Table 3.1. UTF-8 bit distribution
Scalar value UTF-16 1st byte 2nd byte 3rd byte 4th byte
00000000 0xxxxxxx 00000000 0xxxxxxx 0xxxxxxx      
00000yyy yyxxxxxx 00000yyy yyxxxxxx 110yyyyy 10xxxxxx    
zzzzyyyy yyxxxxxx zzzzyyyy yyxxxxxx 1110zzzz 10yyyyyy 10xxxxxx  
000uuuuu zzzzyyyy
yyxxxxxx
110110ww wwzzzzyy
110111yy yyxxxxxx 
11110uuu 10uuzzzz 10yyyyyy 10xxxxxx

Where uuuuu = wwww + 1 (to account for addition of 1000016)

For UTF8, the table could be extended to 26, 31, 36 and 42 bit scalars, opening the possibility to encode the dazzling amount of over 4 trillion (exactly 4 398 046 511 104) different characters. That's US trillions, or European billions. In other words, more than 4 million million characters.
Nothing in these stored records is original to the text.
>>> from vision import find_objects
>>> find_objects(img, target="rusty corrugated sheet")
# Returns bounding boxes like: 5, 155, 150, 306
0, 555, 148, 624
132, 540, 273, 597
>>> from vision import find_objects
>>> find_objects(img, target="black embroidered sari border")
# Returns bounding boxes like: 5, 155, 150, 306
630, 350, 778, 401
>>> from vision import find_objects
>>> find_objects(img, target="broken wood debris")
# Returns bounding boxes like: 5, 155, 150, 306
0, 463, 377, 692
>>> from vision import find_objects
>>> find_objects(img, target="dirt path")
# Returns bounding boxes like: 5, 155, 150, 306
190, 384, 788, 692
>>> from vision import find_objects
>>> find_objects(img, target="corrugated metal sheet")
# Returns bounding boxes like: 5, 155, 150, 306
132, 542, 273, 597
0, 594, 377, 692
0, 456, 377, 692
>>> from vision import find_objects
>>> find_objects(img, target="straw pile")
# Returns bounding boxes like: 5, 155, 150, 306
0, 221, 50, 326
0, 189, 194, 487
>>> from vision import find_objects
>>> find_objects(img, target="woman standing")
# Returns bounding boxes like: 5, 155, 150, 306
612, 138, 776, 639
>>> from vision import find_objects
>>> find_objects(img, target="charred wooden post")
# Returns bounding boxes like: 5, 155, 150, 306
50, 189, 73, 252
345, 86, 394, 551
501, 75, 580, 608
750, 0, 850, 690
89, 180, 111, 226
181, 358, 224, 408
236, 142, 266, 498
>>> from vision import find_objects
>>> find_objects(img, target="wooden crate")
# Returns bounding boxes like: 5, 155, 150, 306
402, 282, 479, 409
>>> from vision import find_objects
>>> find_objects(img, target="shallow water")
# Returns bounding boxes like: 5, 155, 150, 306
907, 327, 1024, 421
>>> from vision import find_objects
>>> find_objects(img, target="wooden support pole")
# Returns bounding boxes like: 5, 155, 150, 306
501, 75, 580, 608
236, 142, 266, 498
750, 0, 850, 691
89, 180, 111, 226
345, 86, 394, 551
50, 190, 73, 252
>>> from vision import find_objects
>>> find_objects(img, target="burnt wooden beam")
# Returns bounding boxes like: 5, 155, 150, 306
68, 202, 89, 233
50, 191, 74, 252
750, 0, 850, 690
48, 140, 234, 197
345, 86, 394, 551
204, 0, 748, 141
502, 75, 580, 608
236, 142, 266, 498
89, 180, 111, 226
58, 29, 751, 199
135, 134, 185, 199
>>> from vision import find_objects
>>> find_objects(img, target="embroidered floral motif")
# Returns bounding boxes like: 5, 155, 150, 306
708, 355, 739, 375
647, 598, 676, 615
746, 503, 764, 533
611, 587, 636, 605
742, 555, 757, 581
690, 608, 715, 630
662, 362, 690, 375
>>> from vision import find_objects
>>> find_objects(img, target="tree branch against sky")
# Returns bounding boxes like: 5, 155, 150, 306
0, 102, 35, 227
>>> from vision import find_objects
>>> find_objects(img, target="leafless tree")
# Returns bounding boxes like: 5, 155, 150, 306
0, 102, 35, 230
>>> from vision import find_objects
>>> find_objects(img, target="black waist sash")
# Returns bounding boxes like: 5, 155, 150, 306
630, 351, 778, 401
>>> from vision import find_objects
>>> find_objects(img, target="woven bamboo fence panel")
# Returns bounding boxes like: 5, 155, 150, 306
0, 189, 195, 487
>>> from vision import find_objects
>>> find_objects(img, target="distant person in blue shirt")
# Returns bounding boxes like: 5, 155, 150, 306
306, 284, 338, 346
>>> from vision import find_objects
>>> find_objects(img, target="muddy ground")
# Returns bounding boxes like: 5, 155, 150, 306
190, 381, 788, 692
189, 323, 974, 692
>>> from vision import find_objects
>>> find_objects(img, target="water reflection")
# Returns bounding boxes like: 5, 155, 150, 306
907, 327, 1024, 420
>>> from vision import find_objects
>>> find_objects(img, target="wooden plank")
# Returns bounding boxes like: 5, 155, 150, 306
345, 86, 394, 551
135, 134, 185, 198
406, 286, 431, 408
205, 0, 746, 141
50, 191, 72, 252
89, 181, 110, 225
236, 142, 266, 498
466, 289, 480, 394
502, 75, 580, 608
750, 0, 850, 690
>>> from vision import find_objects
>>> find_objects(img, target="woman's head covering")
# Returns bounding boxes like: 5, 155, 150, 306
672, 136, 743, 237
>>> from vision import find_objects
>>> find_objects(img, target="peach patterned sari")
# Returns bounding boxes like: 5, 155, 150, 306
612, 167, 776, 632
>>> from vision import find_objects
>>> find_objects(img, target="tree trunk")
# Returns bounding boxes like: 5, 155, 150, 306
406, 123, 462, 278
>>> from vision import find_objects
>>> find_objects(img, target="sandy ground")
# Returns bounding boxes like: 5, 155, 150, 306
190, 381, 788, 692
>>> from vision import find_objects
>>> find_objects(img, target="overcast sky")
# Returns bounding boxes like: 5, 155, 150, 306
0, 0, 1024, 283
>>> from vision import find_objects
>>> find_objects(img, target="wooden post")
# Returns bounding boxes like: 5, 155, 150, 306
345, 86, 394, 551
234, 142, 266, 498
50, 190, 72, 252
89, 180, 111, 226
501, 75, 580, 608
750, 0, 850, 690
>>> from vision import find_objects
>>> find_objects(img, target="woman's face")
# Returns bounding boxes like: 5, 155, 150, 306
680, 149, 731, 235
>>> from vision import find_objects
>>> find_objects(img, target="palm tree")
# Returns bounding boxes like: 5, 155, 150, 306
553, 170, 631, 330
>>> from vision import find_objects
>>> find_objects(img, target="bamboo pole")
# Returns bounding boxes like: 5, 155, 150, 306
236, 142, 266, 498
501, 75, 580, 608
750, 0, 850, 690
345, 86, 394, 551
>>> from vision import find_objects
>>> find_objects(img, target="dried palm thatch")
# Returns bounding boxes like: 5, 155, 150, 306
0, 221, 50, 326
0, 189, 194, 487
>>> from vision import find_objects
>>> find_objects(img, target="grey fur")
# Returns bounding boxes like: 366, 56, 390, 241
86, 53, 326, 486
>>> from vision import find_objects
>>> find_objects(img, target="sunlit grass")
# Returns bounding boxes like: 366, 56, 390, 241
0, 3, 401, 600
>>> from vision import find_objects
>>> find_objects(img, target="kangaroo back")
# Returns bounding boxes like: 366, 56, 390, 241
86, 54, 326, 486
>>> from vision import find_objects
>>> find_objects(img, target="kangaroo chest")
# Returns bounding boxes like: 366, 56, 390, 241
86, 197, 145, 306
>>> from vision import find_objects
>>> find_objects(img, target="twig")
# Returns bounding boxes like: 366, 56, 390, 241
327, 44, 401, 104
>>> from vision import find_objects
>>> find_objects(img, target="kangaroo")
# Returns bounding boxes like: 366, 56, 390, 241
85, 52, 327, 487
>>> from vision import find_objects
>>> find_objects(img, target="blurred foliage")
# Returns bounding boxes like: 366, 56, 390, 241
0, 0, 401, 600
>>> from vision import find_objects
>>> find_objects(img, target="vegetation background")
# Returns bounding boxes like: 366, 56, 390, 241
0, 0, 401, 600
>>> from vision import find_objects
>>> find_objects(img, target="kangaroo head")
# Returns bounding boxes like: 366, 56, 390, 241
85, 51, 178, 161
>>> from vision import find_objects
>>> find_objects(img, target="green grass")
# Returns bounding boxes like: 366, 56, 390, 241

Even if in the course of history thousands of new languages like Chinese, Korean and Japanese might develop, each with its own iconographic script, there would still be plenty of room.

Scalar value 1st byte 2nd byte 3rd byte 4th byte 5th byte 6th byte 7th byte 8th byte
000000tt uuuuuuzz zzzzyyyy yyxxxxxx 111110tt 10uuuuuu 10zzzzzz 10yyyyyy 10xxxxxx      
0stttttt uuuuuuzz zzzzyyyy yyxxxxxx 1111110s 10tttttt 10uuuuuu 10zzzzzz 10yyyyyy 10xxxxxx    
0000ssss sstttttt uuuuuuzz zzzzyyyy yyxxxxxx 11111110 10ssssss 10tttttt 10uuuuuu 10zzzzzz 10yyyyyy 10xxxxxx  
000000rr rrrrssss sstttttt uuuuuuzz zzzzyyyy yyxxxxxx 11111111 10rrrrrr 10ssssss 10tttttt 10uuuuuu 10zzzzzz 10yyyyyy 10xxxxxx

To me as a sometimes rather bit-oriented person, this much is clear enough, it tells me all I wanted to know about UTF8 encoding.

See also: Alan Wood, and Unicode Transformation Formats: UTF-8 & Co by Roman Czyborra, which also covers SCSU (Standard Compression Scheme for Unicode).

And here's the RFC that defines UTF-8. It says "The octet values FE and FF never appear", which means that my 36 and 42 bit scalars above cannot be encoded. Not a big problem.
See also UTF-8.
And this tells us how Ken Thompson invented UTF-8, cheered on by Rob Pike.